The party has also accused Molapo of recording her undying love for Tau. 

“Your relationship to Tau and his continued campaign to damage the party has resulted in a material conflict of interest and an irretrievable breakdown in trust between yourself and the party,” ActionSA wrote. 

The DA and ActionSA have been pushing to identify the rogue councillors in their parties who helped elect Makwarela. Members of both parties took part in a lie detector polygraph test for this purpose last week.

During a coalition meeting on Thursday, the DA reportedly told its partners that only one of its members had failed the polygraph, while ActionSA said that four of its members had failed. The parties agreed to discipline those members. 

“The parties were concerned that the polygraph had collectively identified too many people, which may have swept people who are innocent into the net because of nerves,” a coalition leader said. 

A DA councillor has approached the M&G, claiming to have been one of the people who voted against the coalition last month. They said they had been frustrated with the national leadership for months and that the choice of Cilliers Brink as a candidate to replace former DA mayor Randall Williams was made without consulting the party caucus. 

Some people in the caucus had expressed their frustration that councillors in the municipality had been overlooked by the party’s national structures, the source said.

“The national leadership has a tendency to overlook those of us who are already established in the party and impose people they favour. It happened when they removed the speaker [Katlego Mathebe] to make way for Cope. The regional chair was also overlooked, ” the councillor said. 

Brink was chosen by the DA because of his proximity to the dominant faction in the party, they added.

DA Gauteng leader Solly Msimanga denied claims by the councillor that the caucus had not been consulted as “absolute nonsense”, saying some of the names considered had come from the caucus. 

“That is how extensive this has gone. There was very extensive consultation in terms of the process. There was a process in relation to people submitting CVs, writing a test and people who had been subjected to an interview. It doesn’t necessarily mean that someone was handpicked,” Msimanga said. 

“He [Brink] was not thrust on them on the day of election, there was consultation a week before following the nomination. That person must come clean and admit if they were bought. There was no process that was untoward or anybody that was pushed,” he said.  

DA Gauteng leader Solly Msimanga

ActionSA national chairperson Michael Beaumont said his party had a sense that DA caucus members were not happy with Brink as the candidate for Tshwane mayor, adding that the power-sharing agreement in the metro gave the DA the right to choose the position of mayor in consultation with other coalition members.

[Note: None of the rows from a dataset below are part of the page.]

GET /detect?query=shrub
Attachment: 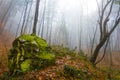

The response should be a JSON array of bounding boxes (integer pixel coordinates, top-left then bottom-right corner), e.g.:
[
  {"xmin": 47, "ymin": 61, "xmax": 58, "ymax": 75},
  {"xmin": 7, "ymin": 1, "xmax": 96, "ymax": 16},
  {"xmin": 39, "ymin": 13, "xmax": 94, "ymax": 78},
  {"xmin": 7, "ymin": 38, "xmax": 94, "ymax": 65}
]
[{"xmin": 64, "ymin": 65, "xmax": 90, "ymax": 79}]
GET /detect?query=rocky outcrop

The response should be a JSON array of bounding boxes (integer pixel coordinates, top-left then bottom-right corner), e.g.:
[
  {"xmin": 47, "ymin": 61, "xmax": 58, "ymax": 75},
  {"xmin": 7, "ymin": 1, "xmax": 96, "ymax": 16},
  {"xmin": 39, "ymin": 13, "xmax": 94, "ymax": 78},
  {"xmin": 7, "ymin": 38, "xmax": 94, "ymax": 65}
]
[{"xmin": 8, "ymin": 34, "xmax": 55, "ymax": 76}]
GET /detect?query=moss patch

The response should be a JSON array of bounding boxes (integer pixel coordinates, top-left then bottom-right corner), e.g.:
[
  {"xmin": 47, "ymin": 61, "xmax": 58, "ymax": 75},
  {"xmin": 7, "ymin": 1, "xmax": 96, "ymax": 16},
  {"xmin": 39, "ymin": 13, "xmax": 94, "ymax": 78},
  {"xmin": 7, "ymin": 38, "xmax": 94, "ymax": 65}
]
[{"xmin": 8, "ymin": 34, "xmax": 55, "ymax": 76}]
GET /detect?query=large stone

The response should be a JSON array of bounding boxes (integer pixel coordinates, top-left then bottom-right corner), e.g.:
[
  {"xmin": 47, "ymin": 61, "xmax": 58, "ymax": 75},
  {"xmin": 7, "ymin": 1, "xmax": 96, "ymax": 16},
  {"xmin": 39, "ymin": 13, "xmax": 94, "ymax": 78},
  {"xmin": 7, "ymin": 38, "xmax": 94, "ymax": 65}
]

The coalition has nominated ActionSA councillor Kholofelo Morodi for Tshwane speaker, while the ANC/EFF coalition has nominated African Transformation Movement councillor Mncedi Ndzwanana. The election was expected to take place by secret ballot on Monday afternoon. 

The multi-party coalition is expected to nominate someone from the smaller parties as its mayoral candidate. Sources said although the ANC and EFF were eager to take on mayoral committee positions, both parties were reluctant to take over the failing metro given that general elections will be held next year. 

After the election of a new speaker, the parties will have to battle it out to again choose a new mayor. This comes after the Pretoria high court found that Makwarela’s insolvency rehabilitation certificate was fake. The matter will be reported to the Directorate for Priority Crime Investigation (the Hawks), the high court chief registrar said. 

Makwarela resigned as mayor on Friday after a week-long scandal over allegations that he had faked the certificate, which he had submitted after city manager Johann Mettler flagged that he was insolvent. 

The Electoral Committee of South Africa had deregistered Makwarela as a councillor, making his mayoral election null and void, but he was reinstated after submitting the insolvency rehabilitation certificate. After opposition parties raised concern over grammatical errors and the use of language in the document, Mettler investigated its authenticity. 

On Friday, the high court announced that the certificate was fake.